Qamişlo- Kuzey ve Doğu Suriye’de kadınlar, devrimle birlikte yaşamlarını yeniden örerek topluma da öncülük ediyor. “Rojava’daki devrim kadın devrimidir” değerlendirmesinin adeta hakkını veren kadınlar, kendilerine tabu olan toplumsal kalıpları da bir bir yıkmak için mücadelesini sürdürüyor.
Bu tabulardan biri de kadınların bisiklete binmesi.
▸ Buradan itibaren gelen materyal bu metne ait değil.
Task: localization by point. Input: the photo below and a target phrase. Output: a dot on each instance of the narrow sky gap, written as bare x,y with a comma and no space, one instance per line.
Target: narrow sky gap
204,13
Bir grup kadının, Kuzey ve Doğu Suriye’nin Qamişlo kentinde 2 buçuk yıl önce “Bir bisiklet istiyorum” sloganıyla başlattığı çalışmayla çok sayıda kadına ulaşıldı. Çalışmayı başlatan Medya Xanım, attıkları bu adımın amaçlarını anlattı.
‘Erkek zihniyetine karşı böyle bir adım atmak istedik’
Toplumda bisiklet kullanan kadınlara karşı olumsuz yargıların olduğunu dile getiren Medya Xanım, her kadının “ben bir bisiklet istiyorum” demesini istediklerini söyledi. Toplumda var olan erkek zihniyetin kadını sadece “beden” olarak gördüğüne işaret eden Medya Xanım, “Bu zihniyet hala devam ediyor. Bunu değiştiremiyorduk. Kaç yıldır devrim gerçekleşti, iyi anlamda değişimler oldu ancak hala bazı şeyler kadınlar için kabul edilmiyor. Bunun için böyle bir adım atmak istedik” dedi.
‘Kız çocukları 12 yaşından sonra bisiklet süremiyordu’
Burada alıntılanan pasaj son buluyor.